The outputs of the first 2 commands are

{881.187, Null}
{1028.31, Null}


which is more than 30 minutes, taken together.

When the size of the product is smaller (42), with 13x13 matrices, the evaluation time is much shorter, but with the increased in matrix size as the number of terms, the time taken has increased by a lot.

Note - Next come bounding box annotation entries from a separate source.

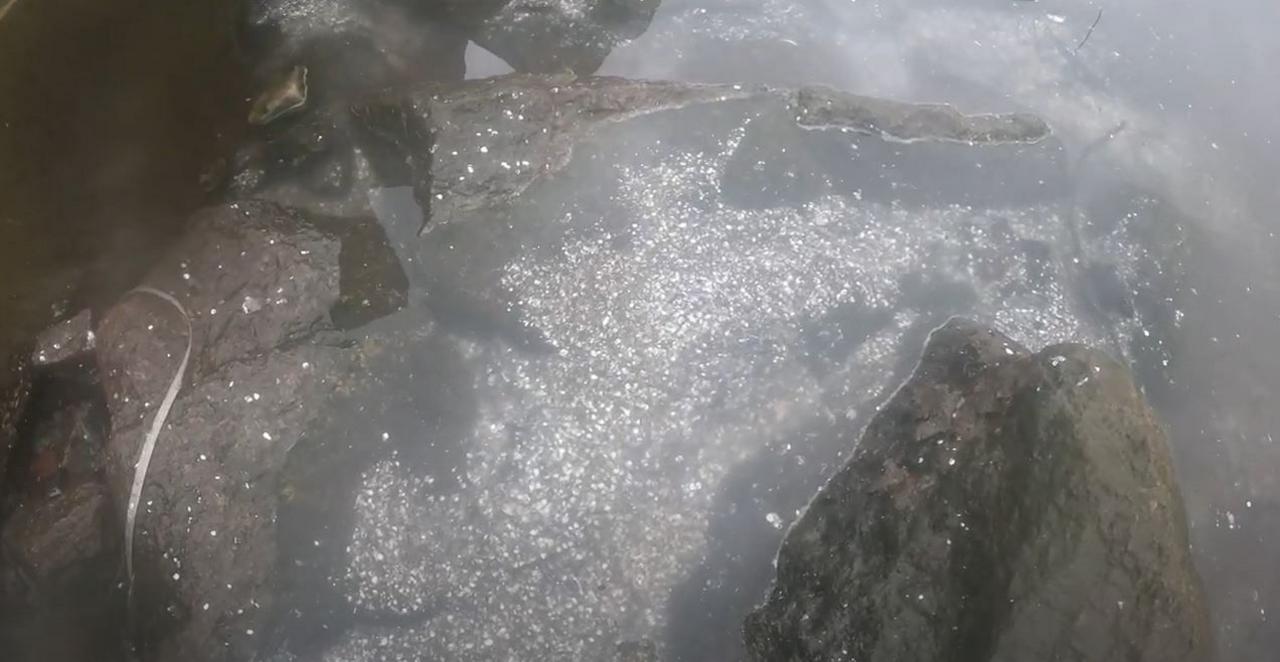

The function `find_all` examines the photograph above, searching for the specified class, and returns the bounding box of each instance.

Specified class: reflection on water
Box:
[0,0,1280,659]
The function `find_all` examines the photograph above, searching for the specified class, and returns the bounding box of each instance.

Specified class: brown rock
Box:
[746,320,1212,662]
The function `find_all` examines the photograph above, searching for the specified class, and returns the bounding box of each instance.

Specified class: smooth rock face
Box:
[745,320,1211,662]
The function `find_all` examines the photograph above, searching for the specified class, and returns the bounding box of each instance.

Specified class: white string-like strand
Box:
[124,287,192,603]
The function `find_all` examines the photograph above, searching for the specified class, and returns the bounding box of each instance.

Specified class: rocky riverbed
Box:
[0,0,1269,661]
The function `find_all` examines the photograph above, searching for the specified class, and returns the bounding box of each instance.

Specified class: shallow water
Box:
[0,0,1280,659]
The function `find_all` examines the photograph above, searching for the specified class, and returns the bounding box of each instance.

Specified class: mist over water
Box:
[0,0,1280,661]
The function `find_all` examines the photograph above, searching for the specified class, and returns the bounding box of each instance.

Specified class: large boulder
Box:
[745,320,1211,662]
[96,202,403,659]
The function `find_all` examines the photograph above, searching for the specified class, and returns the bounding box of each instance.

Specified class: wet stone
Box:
[3,480,116,585]
[745,320,1212,662]
[0,351,31,483]
[96,202,403,659]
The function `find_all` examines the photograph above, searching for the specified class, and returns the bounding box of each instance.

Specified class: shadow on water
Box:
[0,0,247,350]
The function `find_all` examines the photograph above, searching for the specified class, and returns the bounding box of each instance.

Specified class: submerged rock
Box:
[32,309,95,365]
[745,320,1211,662]
[0,351,31,484]
[97,202,404,659]
[472,0,660,76]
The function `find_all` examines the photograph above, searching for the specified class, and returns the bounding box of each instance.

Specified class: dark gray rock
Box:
[229,74,750,224]
[745,320,1212,662]
[474,0,660,76]
[0,351,31,481]
[31,309,95,365]
[97,202,403,659]
[3,480,110,585]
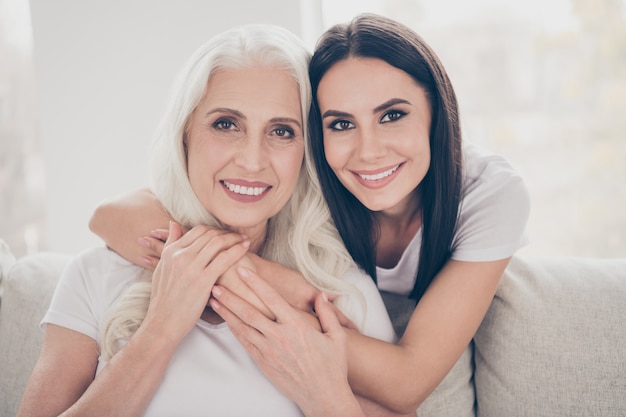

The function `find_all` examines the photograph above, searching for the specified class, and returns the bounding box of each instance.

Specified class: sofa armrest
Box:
[0,253,70,416]
[474,257,626,417]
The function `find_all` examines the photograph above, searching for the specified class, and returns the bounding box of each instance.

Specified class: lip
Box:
[220,178,272,203]
[350,162,405,189]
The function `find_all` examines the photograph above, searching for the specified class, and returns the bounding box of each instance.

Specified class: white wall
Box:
[30,0,321,253]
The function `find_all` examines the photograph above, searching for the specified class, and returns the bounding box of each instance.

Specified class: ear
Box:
[183,130,188,156]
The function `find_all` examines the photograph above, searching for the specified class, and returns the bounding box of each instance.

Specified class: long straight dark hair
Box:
[309,14,463,300]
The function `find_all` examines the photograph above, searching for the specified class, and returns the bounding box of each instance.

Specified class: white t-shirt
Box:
[376,144,530,295]
[42,247,395,417]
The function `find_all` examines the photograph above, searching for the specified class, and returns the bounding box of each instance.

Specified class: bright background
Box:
[0,0,626,257]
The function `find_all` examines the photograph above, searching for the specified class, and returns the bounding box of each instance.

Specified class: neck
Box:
[376,192,422,232]
[232,222,267,255]
[376,193,422,268]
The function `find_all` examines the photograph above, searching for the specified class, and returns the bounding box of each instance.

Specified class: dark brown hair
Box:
[309,14,462,300]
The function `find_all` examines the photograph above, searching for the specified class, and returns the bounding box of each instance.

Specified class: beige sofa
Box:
[0,237,626,417]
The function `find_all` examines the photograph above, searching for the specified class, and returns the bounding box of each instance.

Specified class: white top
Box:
[376,144,530,295]
[42,247,395,417]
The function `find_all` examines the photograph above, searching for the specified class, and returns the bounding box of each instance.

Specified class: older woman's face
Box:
[186,68,304,237]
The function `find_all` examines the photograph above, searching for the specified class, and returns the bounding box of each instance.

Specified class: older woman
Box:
[18,26,394,417]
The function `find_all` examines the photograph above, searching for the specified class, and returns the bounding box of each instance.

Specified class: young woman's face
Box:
[317,58,431,213]
[185,68,304,237]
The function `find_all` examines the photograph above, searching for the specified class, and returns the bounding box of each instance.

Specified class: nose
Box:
[357,128,387,161]
[235,133,269,172]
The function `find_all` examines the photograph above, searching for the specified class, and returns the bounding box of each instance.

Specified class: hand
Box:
[137,229,169,270]
[210,268,360,415]
[246,254,358,330]
[142,222,250,343]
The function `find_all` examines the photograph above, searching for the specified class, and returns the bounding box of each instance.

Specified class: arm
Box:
[210,269,365,417]
[89,189,172,269]
[215,259,508,413]
[19,225,247,417]
[211,270,415,417]
[348,259,509,412]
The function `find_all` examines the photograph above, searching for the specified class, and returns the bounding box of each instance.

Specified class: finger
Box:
[211,285,276,334]
[137,236,165,258]
[199,240,250,286]
[315,292,342,333]
[209,298,265,360]
[237,268,293,322]
[328,296,360,332]
[165,221,183,246]
[139,256,161,270]
[150,229,170,243]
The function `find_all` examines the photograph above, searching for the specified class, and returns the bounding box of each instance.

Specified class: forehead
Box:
[317,57,424,107]
[199,67,301,120]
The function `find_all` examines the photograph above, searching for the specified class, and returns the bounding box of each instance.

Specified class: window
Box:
[322,0,626,257]
[0,0,45,257]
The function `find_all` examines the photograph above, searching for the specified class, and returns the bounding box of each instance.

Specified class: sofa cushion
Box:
[0,253,70,416]
[474,257,626,417]
[0,239,15,302]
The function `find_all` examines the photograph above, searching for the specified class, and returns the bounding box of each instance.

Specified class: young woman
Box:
[18,26,394,417]
[92,15,529,412]
[208,15,529,412]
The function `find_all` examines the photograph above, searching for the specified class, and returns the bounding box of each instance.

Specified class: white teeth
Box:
[359,165,400,181]
[223,181,269,195]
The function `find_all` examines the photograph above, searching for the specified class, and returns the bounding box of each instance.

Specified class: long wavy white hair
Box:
[101,25,359,360]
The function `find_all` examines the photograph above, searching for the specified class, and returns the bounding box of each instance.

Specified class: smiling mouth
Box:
[357,164,402,181]
[222,181,271,196]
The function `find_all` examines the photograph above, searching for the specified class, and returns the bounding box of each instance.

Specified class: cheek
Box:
[274,149,304,186]
[324,140,349,174]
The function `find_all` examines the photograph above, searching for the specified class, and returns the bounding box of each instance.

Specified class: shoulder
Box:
[452,144,530,261]
[461,144,530,217]
[60,247,147,312]
[64,246,143,281]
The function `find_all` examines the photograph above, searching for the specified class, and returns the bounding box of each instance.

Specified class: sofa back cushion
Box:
[474,257,626,417]
[0,253,70,416]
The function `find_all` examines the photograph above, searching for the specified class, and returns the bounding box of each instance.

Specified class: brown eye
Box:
[380,110,406,123]
[328,120,354,131]
[213,119,237,130]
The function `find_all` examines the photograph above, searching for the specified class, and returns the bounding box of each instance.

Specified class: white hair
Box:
[102,25,360,359]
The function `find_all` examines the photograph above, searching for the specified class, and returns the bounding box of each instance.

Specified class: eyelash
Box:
[212,118,237,131]
[272,126,296,139]
[380,110,406,123]
[328,110,407,132]
[212,118,296,139]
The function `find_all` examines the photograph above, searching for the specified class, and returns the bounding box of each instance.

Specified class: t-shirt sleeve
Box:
[451,143,530,262]
[341,269,397,343]
[41,249,99,340]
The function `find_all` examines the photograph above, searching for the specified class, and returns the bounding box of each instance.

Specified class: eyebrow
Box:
[204,107,302,129]
[322,98,411,119]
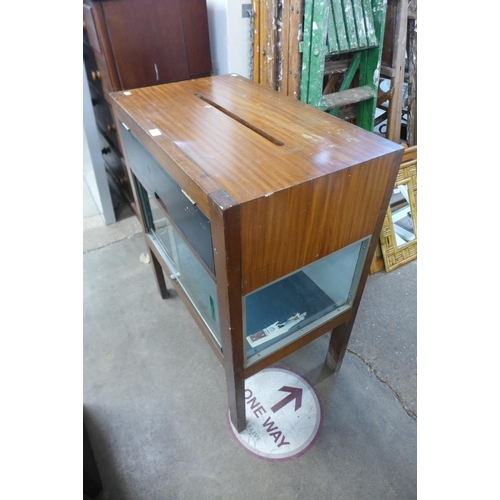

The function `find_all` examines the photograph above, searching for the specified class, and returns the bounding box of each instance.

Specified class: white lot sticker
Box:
[228,368,323,460]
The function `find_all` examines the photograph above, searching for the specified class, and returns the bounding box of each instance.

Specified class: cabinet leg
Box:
[226,368,247,432]
[149,249,170,299]
[325,321,353,373]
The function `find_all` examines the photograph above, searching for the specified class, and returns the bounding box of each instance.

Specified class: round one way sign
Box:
[228,368,323,460]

Is there a way to significantly reduce the time for these operations? Possibly with the use of Activate/Inactive commands? I only have a vague idea of how Activate/Inactive works and I don't know how to apply those correctly to reduce the evaluating time.

Many thanks.

• What is a[i]? Please, always provide all relevant data. – Henrik Schumacher Nov 22 '19 at 9:36
• a[m][R] are just unknown variables. – user195583 Nov 22 '19 at 9:40
• Then I am not surprised that this takes forever. What is the actual purpose that you try to achieve here? I mean: What are yo going to do with the result? – Henrik Schumacher Nov 22 '19 at 9:45
• L is a matrix encoding the 64 variables a[m] that are actually the scalars spanning a coset manifold of the form G/H, where the difference in dimensions between G and H is 64. L is a part of even more complicated tensors needed to calculate the scalar potential. Since it takes so long to calculate L, I now see that it's quite hopeless to calculate those more complicated tensors involving L. – user195583 Nov 22 '19 at 9:55
• Unless I miss something, this looks like a matrix product that is entirely numeric, not symbolic. So use CUDA! Matrix multiplication is a great example for parallelization. – Andreas Lauschke Nov 22 '19 at 17:54

Since your interested in the series expansion of a dot product of matrix exponentials whose arguments are linear in the expansion variable, there is no need to actually perform the matrix exponential. Note that the derivative of such a matrix exponential is:

$$\frac{\partial e^{M x}}{\partial z}= M.e^{M x}$$

For example suppose the matrix is:

SeedRandom[1]
mat = RandomInteger[3, {3, 3}];


Check:

D[MatrixExp[mat x], x] == mat . MatrixExp[mat x] //FullSimplify


True

Let's define a function exp whose derivative satisfies the above relation. First, change a system option so that we can give a custom differentiation rule for exp:

old = OptionValue[SystemOptions[], "DifferentiationOptions"->"ExcludedFunctions"];
SetSystemOptions["DifferentiationOptions" -> "ExcludedFunctions" -> DeleteDuplicates @ Join[old, {exp}]];


Now, derivatives of exp don't evaluate:

D[exp[m x], x]


D[exp[m x], x]

So, we can define the desired derivative:

exp /: D[exp[m_ z_], z_] /; FreeQ[m, z] := m . exp[m z]
exp /: D[exp[m_ z_], {z_, n_Integer}] /; FreeQ[m, z] := Nest[D[#, z]&, exp[m z], n]


Check:

D[exp[m x], x]
D[exp[m x], {x, 2}]


m.exp[m x]

m.m.exp[m x]

Derivatives of dot products automatically work:

D[exp[m1 x] . exp[m2 x] . exp[m3 x], x]


m1.exp[m1 x].exp[m2 x].exp[m3 x] + exp[m1 x].m2.exp[m2 x].exp[m3 x] + exp[m1 x].exp[m2 x].m3.exp[m3 x]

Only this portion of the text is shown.